The death of empathy is causing our streets to be terrorized. We need someone who can be touched by the feeling of our infirmity. I want to warn every leader and everyone in a position of power: your empathy is tested to the level of power that you possess, and if you gain power without empathy, God will judge you. Oh yes, God will judge you. How do you know that? God says, «I will not hear the husband’s prayer regarding how he treats his wife.» If God puts you in a position of authority and you abuse that authority while losing empathy, God says, «I will shut you off as you shut her off.»

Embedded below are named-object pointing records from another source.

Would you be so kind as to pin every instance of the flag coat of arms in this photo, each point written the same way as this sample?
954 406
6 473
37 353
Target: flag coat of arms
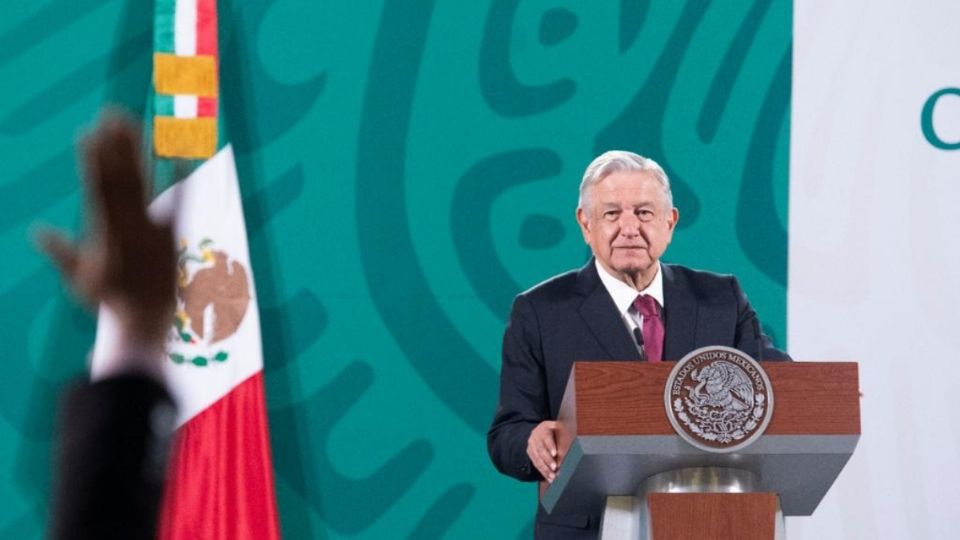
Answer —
220 476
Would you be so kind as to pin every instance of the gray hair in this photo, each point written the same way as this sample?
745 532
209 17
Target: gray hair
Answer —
614 161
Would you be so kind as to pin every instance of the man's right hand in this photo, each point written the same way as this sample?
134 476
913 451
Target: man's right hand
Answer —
542 449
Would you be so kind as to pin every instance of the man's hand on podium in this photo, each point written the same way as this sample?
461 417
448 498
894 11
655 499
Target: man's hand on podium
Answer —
542 449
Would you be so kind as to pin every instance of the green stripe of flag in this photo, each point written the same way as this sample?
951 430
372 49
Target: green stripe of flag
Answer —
163 25
162 105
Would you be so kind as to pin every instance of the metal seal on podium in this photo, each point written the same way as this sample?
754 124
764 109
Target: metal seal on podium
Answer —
718 399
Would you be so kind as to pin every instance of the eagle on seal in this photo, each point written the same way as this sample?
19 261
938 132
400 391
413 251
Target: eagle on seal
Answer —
722 384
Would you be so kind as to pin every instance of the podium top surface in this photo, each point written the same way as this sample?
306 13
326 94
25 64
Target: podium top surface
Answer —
613 433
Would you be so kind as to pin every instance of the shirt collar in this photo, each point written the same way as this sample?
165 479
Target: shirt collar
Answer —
623 295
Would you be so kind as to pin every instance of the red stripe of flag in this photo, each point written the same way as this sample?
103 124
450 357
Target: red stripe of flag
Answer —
207 27
207 107
220 482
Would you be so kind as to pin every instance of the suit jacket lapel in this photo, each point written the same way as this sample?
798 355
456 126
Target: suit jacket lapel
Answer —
679 316
602 318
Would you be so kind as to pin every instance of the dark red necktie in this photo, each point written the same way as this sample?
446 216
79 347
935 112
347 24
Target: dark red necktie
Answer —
652 327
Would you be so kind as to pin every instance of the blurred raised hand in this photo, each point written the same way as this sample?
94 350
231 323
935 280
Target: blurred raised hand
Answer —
127 261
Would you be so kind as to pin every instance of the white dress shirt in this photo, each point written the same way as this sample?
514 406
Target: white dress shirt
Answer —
623 296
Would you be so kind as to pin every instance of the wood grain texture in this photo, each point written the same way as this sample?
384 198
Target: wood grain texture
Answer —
626 398
712 516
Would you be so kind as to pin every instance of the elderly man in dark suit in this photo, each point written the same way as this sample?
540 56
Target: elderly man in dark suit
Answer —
623 305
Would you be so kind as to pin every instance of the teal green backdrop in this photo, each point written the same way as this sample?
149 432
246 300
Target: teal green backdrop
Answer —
407 167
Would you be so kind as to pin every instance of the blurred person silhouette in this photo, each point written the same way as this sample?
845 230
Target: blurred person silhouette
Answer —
114 430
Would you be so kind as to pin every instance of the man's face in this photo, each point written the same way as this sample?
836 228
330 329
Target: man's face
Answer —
628 225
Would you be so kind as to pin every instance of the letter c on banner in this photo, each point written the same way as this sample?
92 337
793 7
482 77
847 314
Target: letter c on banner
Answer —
926 120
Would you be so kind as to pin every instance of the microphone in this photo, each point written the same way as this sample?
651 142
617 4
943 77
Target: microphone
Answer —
759 335
638 337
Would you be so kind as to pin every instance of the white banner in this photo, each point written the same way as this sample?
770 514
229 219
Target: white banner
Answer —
874 261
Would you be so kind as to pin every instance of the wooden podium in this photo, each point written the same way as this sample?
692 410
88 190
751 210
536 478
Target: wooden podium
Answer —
620 455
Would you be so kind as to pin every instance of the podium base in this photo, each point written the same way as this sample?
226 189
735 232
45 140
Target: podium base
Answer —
702 502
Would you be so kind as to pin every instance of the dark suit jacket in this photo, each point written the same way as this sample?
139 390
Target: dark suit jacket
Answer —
112 447
572 317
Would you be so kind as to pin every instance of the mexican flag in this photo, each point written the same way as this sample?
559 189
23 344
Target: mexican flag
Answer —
220 477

What we are dealing with today is that we have people in positions who have no empathy, and what we are craving, what we are looking for, is not magicians; we are looking for empathy. We understand it’s a process; we know you can’t control everybody. We understand you can’t control every police officer. I understand that no matter what system we put in place, there will be people who go AWOL. We get that, but we need someone who can be touched by the feeling of our infirmity. You would be surprised; as a young pastor, I used to go into the homes where people had died, and I didn’t know what to say. I wanted to get a book on what to say when people die, but there is nothing you can say that makes the pain go away. There is no magic scripture you can quote, no specific way you can stand, or certain thing you can anoint to take away the fact that my child is dead. All you can do is walk into the room and weep with those who weep and mourn with those who mourn because there is something about empathy that brings comfort.

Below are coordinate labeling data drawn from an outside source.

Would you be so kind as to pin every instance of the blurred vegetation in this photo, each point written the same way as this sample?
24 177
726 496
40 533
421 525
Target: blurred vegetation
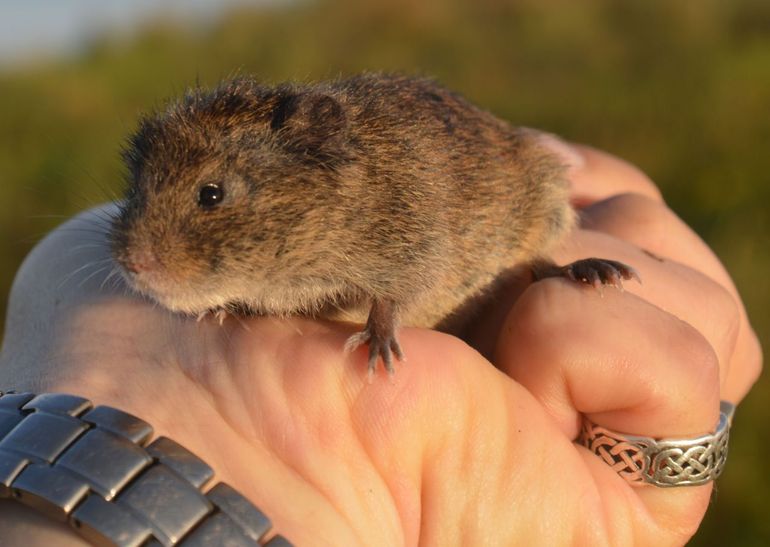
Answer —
682 89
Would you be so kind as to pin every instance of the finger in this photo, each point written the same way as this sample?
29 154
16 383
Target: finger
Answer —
596 175
679 290
652 226
626 364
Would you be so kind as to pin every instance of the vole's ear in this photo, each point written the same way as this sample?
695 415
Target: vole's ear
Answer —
313 125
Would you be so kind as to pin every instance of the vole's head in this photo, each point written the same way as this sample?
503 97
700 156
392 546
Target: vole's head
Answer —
226 192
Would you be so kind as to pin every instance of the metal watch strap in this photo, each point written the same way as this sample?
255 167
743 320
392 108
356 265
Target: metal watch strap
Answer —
92 467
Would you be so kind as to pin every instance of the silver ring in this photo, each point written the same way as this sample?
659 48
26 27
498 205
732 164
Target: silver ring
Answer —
662 462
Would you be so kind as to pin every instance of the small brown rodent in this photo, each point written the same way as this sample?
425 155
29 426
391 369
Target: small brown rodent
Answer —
379 196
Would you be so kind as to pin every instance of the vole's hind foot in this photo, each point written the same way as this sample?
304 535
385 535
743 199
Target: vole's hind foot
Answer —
219 315
380 334
599 272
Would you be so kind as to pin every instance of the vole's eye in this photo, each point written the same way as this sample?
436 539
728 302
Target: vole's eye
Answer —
210 196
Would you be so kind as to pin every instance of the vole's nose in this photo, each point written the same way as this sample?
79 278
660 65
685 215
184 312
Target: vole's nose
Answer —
139 261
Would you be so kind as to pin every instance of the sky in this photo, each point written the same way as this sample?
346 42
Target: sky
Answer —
43 28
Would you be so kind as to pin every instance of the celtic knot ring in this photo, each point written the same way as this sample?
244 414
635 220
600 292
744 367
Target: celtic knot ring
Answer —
662 462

So Jesus came where we were so that God could have empathy for what we’ve done; He can be touched by the feeling of our infirmity. It would be easy for Jesus to say, «I cannot relate to what you’ve been through because I have not experienced that as well, and I really don’t understand, so you know, you’re on your own about that because I’m God and I’m celestial, and you’re terrestrial, and we come from different places. That’s your story, and this is mine.» But He went out of His way to be touched by the feeling of our infirmity because empathy makes us kin. Empathy makes us kin.
I was at my mom’s funeral; my mother’s body was presented at the front of the church, and her little brother—my uncle—came to my mother’s casket. I knew him and loved him, but I didn’t really know him. I fell in love with him, though, over how he loved my mother. I saw him crying over her casket, and we became friends until he died because he had empathy where I had pain. Empathy strengthens kinship. Oh, glory to God, y’all don’t hear what I’m saying: empathy strengthens kinship. You don’t have to say the right thing—just care about it. Cry with me; be worried when I’m worried. Be frustrated when I’m frustrated. If you can be touched by the feeling of our infirmity, that makes us kin. It’s not skin that makes us kin. It is not skin that makes us kin because, as the old folk used to say, «Everybody’s skin to me ain’t kind to me.»

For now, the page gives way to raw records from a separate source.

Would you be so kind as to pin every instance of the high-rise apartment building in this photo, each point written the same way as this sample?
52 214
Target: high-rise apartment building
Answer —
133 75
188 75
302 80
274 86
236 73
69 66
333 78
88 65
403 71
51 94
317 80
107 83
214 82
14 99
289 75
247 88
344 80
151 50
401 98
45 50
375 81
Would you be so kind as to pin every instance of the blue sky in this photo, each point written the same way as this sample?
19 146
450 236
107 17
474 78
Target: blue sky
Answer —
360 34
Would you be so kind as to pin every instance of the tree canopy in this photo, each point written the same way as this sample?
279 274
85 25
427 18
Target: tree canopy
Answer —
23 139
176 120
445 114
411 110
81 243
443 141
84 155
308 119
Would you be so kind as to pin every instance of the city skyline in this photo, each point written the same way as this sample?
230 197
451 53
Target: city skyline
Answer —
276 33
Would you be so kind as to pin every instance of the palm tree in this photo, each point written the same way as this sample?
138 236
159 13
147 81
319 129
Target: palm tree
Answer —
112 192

So it’s not skin that makes us kin; it’s empathy. We have not a high priest who cannot be touched by the feeling of our infirmity. I don’t have to paint Jesus black, and you don’t have to paint Him white with blonde hair; it’s irrelevant because it’s not about the skin—it’s about being kin to me. Can you be touched by the feeling of our infirmity? So while we’re having a very juvenile argument over what color He is, we ought to be concerned about what kind He is because I’ve seen people who were the right color, but they still weren’t the right kind.
Just because you’re white doesn’t mean you’re right. Just because you’re black doesn’t mean we can hold back. We ain’t going to be together just because of skin. Being kin to me is about being empathetic to where I’m at. The Bible says we are bold because He has empathy. He can be touched by the feeling of our infirmity, tempted in all points, yet He didn’t sin. He didn’t have the same experience; He didn’t fall where I fell. He stood where I fell; He won where I lost; He was victorious where I was defeated. But He got close enough to it that He can be touched. Look at this: by the very fact that He relates to me, He said, «When you come before My throne, come boldly because we are connected.»